Agnes a les cheveux noir comme les corbeaux ; elle est un mauvais signe, une malédiction, l'enfant d'une femme de peu de foi. Ça se transmet, ces choses-là, apparemment. C'est dans les gènes.

Agnes est un marteau et un couteau, deux hommes morts et un incendie. C'est ce qu'ils voient, quand ils la regardent. C'est ce qu'ils veulent voir, ce sont eux, qui écrivent l'histoire. « Pendant le procès ils ont picoré mes mots comme une nuée d'oiseaux. D'affreux oiseaux vêtus de rouge et boutonnés d'argent. Têtes penchées, becs serrés, ils fouillaient mon âme en quête des baies rouges de la culpabilité. »
Une femme qui pense n'est jamais tout à fait innocente, vous comprenez ?

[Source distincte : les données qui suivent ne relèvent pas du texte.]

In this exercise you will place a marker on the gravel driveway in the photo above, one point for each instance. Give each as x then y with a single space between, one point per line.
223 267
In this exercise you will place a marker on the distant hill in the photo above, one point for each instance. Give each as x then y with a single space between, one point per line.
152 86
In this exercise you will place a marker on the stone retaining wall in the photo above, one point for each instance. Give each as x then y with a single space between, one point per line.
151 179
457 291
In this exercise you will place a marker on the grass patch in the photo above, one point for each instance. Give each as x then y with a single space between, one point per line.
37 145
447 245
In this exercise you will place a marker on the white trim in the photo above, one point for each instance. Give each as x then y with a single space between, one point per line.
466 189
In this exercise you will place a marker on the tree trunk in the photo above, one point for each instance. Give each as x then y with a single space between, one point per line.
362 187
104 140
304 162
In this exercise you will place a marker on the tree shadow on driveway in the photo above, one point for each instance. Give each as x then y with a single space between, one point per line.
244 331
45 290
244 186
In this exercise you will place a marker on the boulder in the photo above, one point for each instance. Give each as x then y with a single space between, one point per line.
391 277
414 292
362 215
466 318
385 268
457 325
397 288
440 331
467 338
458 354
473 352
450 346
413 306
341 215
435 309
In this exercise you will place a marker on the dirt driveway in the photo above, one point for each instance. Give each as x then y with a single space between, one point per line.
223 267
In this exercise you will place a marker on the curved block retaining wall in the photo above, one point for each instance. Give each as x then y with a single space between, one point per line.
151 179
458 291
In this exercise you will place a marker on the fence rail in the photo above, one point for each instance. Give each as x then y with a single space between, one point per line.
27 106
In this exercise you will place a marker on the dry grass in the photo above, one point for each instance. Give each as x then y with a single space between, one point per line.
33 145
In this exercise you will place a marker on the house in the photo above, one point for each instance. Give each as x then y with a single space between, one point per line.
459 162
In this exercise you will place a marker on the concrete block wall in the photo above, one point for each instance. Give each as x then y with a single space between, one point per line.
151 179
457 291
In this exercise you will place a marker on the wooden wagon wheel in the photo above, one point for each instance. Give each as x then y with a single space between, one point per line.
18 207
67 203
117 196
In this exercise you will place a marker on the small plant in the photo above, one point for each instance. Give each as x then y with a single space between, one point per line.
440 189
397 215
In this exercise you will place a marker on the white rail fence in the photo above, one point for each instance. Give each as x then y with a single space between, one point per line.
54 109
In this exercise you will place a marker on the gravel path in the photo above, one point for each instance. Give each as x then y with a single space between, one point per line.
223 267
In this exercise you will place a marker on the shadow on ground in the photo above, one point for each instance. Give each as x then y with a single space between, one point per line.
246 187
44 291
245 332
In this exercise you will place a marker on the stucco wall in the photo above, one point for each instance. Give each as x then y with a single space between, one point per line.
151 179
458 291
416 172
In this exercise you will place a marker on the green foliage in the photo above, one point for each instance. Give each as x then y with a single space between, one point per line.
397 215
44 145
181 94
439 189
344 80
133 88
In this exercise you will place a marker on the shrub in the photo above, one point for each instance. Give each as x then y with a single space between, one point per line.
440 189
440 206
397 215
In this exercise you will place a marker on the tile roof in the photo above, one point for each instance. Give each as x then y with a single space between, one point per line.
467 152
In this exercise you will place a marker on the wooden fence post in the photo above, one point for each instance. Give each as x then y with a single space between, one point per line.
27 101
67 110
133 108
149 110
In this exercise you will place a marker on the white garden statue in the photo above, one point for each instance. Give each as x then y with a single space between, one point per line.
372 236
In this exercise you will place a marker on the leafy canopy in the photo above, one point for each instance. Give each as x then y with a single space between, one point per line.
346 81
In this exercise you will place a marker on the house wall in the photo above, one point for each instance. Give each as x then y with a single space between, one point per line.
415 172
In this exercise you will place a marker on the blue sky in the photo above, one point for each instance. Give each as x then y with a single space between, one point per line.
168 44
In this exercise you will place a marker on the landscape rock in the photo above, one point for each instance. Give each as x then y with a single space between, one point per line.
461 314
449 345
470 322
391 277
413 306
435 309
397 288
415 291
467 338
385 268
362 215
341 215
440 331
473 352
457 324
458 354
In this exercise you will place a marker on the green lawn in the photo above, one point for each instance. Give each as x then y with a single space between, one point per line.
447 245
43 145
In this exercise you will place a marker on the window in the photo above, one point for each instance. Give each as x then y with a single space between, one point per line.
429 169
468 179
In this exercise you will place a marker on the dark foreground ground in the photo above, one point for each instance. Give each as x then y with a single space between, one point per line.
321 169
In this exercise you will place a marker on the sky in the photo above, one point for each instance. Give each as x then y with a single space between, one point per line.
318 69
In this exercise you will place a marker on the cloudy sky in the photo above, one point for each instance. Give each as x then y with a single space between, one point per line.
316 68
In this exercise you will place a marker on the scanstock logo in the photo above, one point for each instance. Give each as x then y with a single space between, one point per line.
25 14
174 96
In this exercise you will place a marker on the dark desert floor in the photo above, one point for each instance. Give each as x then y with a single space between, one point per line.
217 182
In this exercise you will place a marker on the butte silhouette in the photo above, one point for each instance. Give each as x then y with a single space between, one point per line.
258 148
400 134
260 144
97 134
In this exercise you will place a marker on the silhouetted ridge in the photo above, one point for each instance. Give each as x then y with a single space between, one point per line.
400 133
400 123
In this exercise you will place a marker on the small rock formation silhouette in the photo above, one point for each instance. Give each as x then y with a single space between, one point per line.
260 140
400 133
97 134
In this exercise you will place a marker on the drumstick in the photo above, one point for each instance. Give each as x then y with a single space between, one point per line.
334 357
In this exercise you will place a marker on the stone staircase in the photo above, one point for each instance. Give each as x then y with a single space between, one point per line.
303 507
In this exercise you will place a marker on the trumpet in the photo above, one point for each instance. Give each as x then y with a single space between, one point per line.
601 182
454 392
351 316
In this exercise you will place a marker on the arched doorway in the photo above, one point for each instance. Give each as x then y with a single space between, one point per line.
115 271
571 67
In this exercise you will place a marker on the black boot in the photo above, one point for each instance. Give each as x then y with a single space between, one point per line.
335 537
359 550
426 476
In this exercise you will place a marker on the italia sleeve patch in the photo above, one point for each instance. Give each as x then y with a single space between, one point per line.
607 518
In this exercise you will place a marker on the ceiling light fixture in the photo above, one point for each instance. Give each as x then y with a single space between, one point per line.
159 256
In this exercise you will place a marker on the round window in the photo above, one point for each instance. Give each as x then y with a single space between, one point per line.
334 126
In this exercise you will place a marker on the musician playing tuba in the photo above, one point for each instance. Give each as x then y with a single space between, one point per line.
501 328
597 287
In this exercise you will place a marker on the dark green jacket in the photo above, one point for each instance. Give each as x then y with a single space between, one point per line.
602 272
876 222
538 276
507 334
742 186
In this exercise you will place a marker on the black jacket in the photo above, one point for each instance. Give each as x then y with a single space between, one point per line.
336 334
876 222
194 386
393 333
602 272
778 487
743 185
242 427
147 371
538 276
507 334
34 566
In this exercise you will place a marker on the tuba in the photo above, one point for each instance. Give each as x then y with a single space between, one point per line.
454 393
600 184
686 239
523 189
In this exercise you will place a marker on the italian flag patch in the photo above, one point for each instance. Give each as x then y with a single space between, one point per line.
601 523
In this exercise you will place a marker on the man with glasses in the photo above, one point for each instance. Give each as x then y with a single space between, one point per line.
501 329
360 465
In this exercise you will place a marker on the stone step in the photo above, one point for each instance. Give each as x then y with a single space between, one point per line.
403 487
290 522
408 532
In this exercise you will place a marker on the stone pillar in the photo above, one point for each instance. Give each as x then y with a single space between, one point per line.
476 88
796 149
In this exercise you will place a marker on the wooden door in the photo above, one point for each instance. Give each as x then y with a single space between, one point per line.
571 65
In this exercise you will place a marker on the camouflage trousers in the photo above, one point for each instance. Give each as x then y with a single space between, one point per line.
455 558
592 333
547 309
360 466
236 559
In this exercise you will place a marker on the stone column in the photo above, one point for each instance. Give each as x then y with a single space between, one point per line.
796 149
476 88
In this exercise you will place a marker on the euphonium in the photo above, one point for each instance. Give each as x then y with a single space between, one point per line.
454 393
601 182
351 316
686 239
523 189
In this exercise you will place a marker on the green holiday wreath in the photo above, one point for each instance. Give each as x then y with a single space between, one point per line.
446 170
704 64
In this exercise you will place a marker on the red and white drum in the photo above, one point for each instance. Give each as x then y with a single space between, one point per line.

En attendant son exécution, Agnes est condamnée à vivre. À jouer les servantes dans un badstofa, comme si de rien n'était, comme si elle n'était rien d'autre. Jon, Margret, Lauga et Steina, eux, sont « condamnés » à héberger et faire travailler une meurtrière, à la nourrir, à dormir à côté d'elle. Ils n'ont pas le choix. Mais ils seront dédommagés, pour la « gêne » occasionnée.

Agnes va servir d'exemple à la communauté, alors elle doit marcher sur le chemin de la rédemption, purifier son âme, son sang, accompagnée d'un sous-révérend, Toti, qui a la fragilité de l'enfance sans la rage et la bêtise de la jeunesse. Agnes doit « accepter » son sort, obéir à la loi écrite par des hommes qui rendent grâce à Dieu, écouter La Parole. Obéir, encore et toujours..
À quoi bon ? Agnes en a déjà trop entendu. Elle préfère parler, à tel point qu'elle en aura la mâchoire engourdie : « Ma langue épuisée gît dans ma bouche comme un oisillon mort, son duvet tout humide entre les cailloux de mes dents. » L'écoutent-ils, seulement ? L'entendent-ils, vraiment ?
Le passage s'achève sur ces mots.